A few years since Mr. Boyce, of that State, late a member of the House of Representatives, in an address to the people, after showing that by secession they would lose the vitality of a State, that they would exist only by tolerance, a painful and humiliating spectacle, that it would involve a sacrifice of the present without in anywise gaining in the future, emphatically declared, “such is the intensity of my conviction on the subject, that if secession should take place, of which I have no idea, for I cannot believe in such stupendous madness, I shall consider the institution of slavery as doomed, and that the great God in our blindness has made us the instrument of its destruction.”

Even so late as the autumn of 1860, and after the Presidential election that announced the defeat of the slave power which had so long ruled the country, the leading men of the South who had not been in the plot, battled manfully against it. On the 14th of November last, Mr. Stephens, of Georgia, now the vice-president of the rebel confederacy, delivered a long and able speech in the Georgia house of representatives, in which, in answer to the question whether the Southern States should secede in consequence of Mr. Lincoln's election, he said:

My countrymen, I tell you frankly, candidly, and earnestly, that I do not think that they ought.

Reminding them of the sacred obligation resting on them to be true to their national engagements, he exclaimed:

If the Republic is to go down, let us be found to the last moment standing on the deck, with the Constitution of the United States waving over our heads.

And this sentiment was greeted with applause.

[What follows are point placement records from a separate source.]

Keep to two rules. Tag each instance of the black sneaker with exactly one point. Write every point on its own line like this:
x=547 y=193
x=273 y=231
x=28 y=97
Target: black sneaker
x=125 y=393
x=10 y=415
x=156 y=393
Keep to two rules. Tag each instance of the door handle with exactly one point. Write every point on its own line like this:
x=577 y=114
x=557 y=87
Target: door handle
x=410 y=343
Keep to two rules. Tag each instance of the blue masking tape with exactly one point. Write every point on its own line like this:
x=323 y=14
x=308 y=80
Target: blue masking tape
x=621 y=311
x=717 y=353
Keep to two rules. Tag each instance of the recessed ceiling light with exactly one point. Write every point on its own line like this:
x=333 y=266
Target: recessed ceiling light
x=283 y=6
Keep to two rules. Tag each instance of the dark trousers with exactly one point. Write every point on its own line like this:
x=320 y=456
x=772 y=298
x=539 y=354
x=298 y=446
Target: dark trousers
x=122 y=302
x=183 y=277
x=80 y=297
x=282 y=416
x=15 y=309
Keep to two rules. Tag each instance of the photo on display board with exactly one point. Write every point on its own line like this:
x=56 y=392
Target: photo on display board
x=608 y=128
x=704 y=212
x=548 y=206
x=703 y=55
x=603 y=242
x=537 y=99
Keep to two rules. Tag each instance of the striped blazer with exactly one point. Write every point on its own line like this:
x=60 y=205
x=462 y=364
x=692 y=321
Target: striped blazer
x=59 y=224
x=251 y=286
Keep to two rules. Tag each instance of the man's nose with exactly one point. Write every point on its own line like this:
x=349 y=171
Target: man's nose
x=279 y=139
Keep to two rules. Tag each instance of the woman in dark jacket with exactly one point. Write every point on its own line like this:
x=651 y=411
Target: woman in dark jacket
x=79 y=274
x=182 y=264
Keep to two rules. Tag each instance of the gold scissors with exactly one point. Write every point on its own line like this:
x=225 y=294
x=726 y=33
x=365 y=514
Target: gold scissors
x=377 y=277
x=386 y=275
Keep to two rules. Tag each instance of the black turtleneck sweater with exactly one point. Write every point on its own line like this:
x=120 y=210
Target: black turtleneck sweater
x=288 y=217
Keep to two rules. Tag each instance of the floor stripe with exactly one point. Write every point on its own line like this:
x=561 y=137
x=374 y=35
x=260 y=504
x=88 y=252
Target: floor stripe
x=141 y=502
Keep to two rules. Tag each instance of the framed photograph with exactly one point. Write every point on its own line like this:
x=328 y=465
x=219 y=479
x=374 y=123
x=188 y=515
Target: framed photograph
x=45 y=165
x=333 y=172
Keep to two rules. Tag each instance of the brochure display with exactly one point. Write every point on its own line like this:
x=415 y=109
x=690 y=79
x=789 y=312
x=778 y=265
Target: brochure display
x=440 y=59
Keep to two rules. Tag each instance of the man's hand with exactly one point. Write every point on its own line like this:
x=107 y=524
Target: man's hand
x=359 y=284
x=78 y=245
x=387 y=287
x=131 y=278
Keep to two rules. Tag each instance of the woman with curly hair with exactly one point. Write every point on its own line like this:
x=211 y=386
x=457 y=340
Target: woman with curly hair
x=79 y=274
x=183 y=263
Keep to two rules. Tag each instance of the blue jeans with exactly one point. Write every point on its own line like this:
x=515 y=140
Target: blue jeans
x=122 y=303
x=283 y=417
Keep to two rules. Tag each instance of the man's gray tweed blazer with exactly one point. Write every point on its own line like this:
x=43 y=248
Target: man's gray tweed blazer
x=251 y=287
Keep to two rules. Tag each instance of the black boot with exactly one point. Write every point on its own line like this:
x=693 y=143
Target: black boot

He expressed his belief that Mr. Lincoln would do nothing to jeopard their safety or security, and showed them the wisdom of our system with its checks and guards. He reminded them that the President was powerless unless backed by Congress — that the House of Representatives was largely against him, and that there would be a majority of four against him in the Senate, and referring to a remark that no Georgian, who was true to his State, could consistently hold office under Mr. Lincoln, reminded them that such office could be honorably held, for it would be conferred by the approval of a Democratic Senate--and this exposition was received with “prolonged applause.”

Mr. Stephens frankly avowed that he would never submit to any Republican aggression on their constitutional rights to preserve the Union; but insisted that all their rights could be secured in the Union, and emphatically declared, “That this Government of our fathers with all its defects, comes nearer the objects of all good governments than any other on the face of the earth, is my settled conviction.” * * “Have we not at the South, as well as at the North, grown great, prosperous, and happy under its operation? Has any part of the world ever shown such rapid progress in the development of wealth, and all the material resources of national power and greatness as the Southern States have under the General Government, notwithstanding all its defects?”

Mr. Stephens then, with philosophic skill, showed that the institutions of a people constitute the matrix from which spring all their characteristics of development and greatness. “Look,” he said, “at Greece. There is the same fertile soil, the same blue sky, the same inlets and harbors, the same Aegean, the same Olympus; there is the same land where Homer sung, where Pericles spoke; it is the same old Greece — but it is living Greece no more.” He pictured its ruin of art and civilization, and traced that ruin to the downfall of their institutions.

1 See a letter dated London, December 10, 1853, published and endorsed by the Commercial Advertiser, January 30, 1861.